Clean up sampling tracing.
- Moved maps to fields within thread.
- Created temp trace field to lessen amount of traces allocated and freed.
Change-Id: I23fe25a85ad2894cc6917f87d4046cdececf0739
diff --git a/runtime/thread.cc b/runtime/thread.cc
index c4077de..8fc744d 100644
--- a/runtime/thread.cc
+++ b/runtime/thread.cc
@@ -961,6 +961,8 @@
jpeer_(NULL),
stack_begin_(NULL),
stack_size_(0),
+ stack_trace_sample_(NULL),
+ trace_clock_base_(0),
thin_lock_id_(0),
tid_(0),
wait_mutex_(new Mutex("a thread wait mutex")),
@@ -1077,6 +1079,7 @@
delete debug_invoke_req_;
delete instrumentation_stack_;
delete name_;
+ delete stack_trace_sample_;
TearDownAlternateSignalStack();
}
diff --git a/runtime/thread.h b/runtime/thread.h
index f16695d..40e3f5f 100644
--- a/runtime/thread.h
+++ b/runtime/thread.h
@@ -552,6 +552,22 @@
return instrumentation_stack_;
}
+ std::vector<mirror::ArtMethod*>* GetStackTraceSample() const {
+ return stack_trace_sample_;
+ }
+
+ void SetStackTraceSample(std::vector<mirror::ArtMethod*>* sample) {
+ stack_trace_sample_ = sample;
+ }
+
+ uint64_t GetTraceClockBase() const {
+ return trace_clock_base_;
+ }
+
+ void SetTraceClockBase(uint64_t clock_base) {
+ trace_clock_base_ = clock_base;
+ }
+
BaseMutex* GetHeldMutex(LockLevel level) const {
return held_mutexes_[level];
}
@@ -698,6 +714,12 @@
// Size of the stack
size_t stack_size_;
+ // Pointer to previous stack trace captured by sampling profiler.

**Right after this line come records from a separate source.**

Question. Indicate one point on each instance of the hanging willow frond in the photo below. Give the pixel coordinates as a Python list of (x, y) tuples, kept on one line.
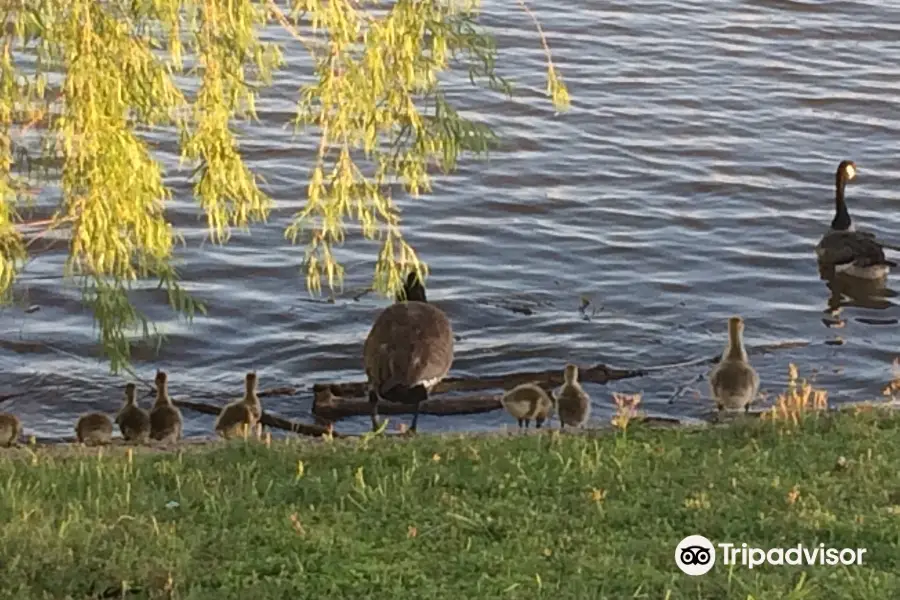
[(193, 68)]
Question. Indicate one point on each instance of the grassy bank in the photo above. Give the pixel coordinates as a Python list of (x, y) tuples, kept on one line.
[(458, 517)]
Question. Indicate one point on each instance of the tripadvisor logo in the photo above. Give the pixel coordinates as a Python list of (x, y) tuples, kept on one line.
[(696, 555)]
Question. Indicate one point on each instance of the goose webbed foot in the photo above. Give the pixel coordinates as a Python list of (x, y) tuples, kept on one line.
[(413, 425), (373, 401)]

+ std::vector<mirror::ArtMethod*>* stack_trace_sample_;
+
+ // The clock base used for tracing.
+ uint64_t trace_clock_base_;
+
// Thin lock thread id. This is a small integer used by the thin lock implementation.

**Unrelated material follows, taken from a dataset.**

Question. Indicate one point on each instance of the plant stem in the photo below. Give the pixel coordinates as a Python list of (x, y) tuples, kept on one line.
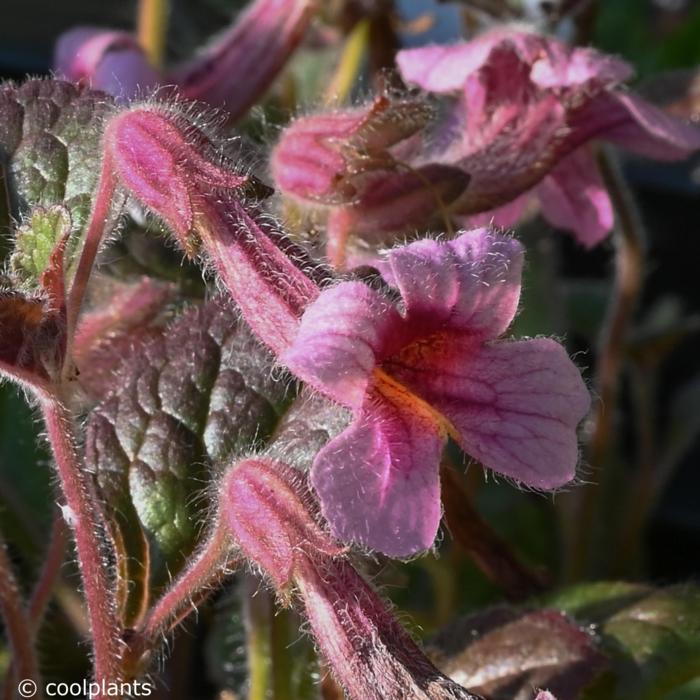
[(210, 562), (258, 615), (629, 266), (105, 209), (345, 76), (17, 628), (281, 658), (152, 29), (53, 561), (489, 552), (87, 525), (642, 495), (43, 589)]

// This is not to be confused with the native thread's tid, nor is it the value returned
// by java.lang.Thread.getId --- this is a distinct value, used only for locking. One
diff --git a/runtime/trace.cc b/runtime/trace.cc
index d435129..7dbd35a 100644
--- a/runtime/trace.cc
+++ b/runtime/trace.cc
@@ -87,7 +87,7 @@
class BuildStackTraceVisitor : public StackVisitor {
public:
explicit BuildStackTraceVisitor(Thread* thread) : StackVisitor(thread, NULL),
- method_trace_(new std::vector<mirror::ArtMethod*>) {}
+ method_trace_(Trace::AllocStackTrace()) {}
bool VisitFrame() {
mirror::ArtMethod* m = GetMethod();
@@ -126,6 +126,7 @@
bool Trace::sampling_enabled_ = true;
uint32_t Trace::sampling_interval_us_ = 10000;
pthread_t Trace::sampling_pthread_ = 0U;
+UniquePtr<std::vector<mirror::ArtMethod*> > Trace::temp_stack_trace_;
static mirror::ArtMethod* DecodeTraceMethodId(uint32_t tmid) {
return reinterpret_cast<mirror::ArtMethod*>(tmid & ~kTraceMethodActionMask);
@@ -142,12 +143,25 @@
return tmid;
}
+std::vector<mirror::ArtMethod*>* Trace::AllocStackTrace() {
+ if (temp_stack_trace_.get() != NULL) {
+ return temp_stack_trace_.release();
+ } else {
+ return new std::vector<mirror::ArtMethod*>();
+ }
+}
+
+void Trace::FreeStackTrace(std::vector<mirror::ArtMethod*>* stack_trace) {
+ stack_trace->clear();
+ temp_stack_trace_.reset(stack_trace);
+}
+
void Trace::SetDefaultClockSource(ProfilerClockSource clock_source) {
#if defined(HAVE_POSIX_CLOCKS)
default_clock_source_ = clock_source;
#else
if (clock_source != kProfilerClockSourceWall) {
- LOG(WARNING) << "Ignoring tracing request to use ";
+ LOG(WARNING) << "Ignoring tracing request to use CPU time.";
}
#endif
}
@@ -181,7 +195,8 @@
}
}
-static uint32_t GetClockOverhead(Trace* trace) {
+// Compute an average time taken to measure clocks.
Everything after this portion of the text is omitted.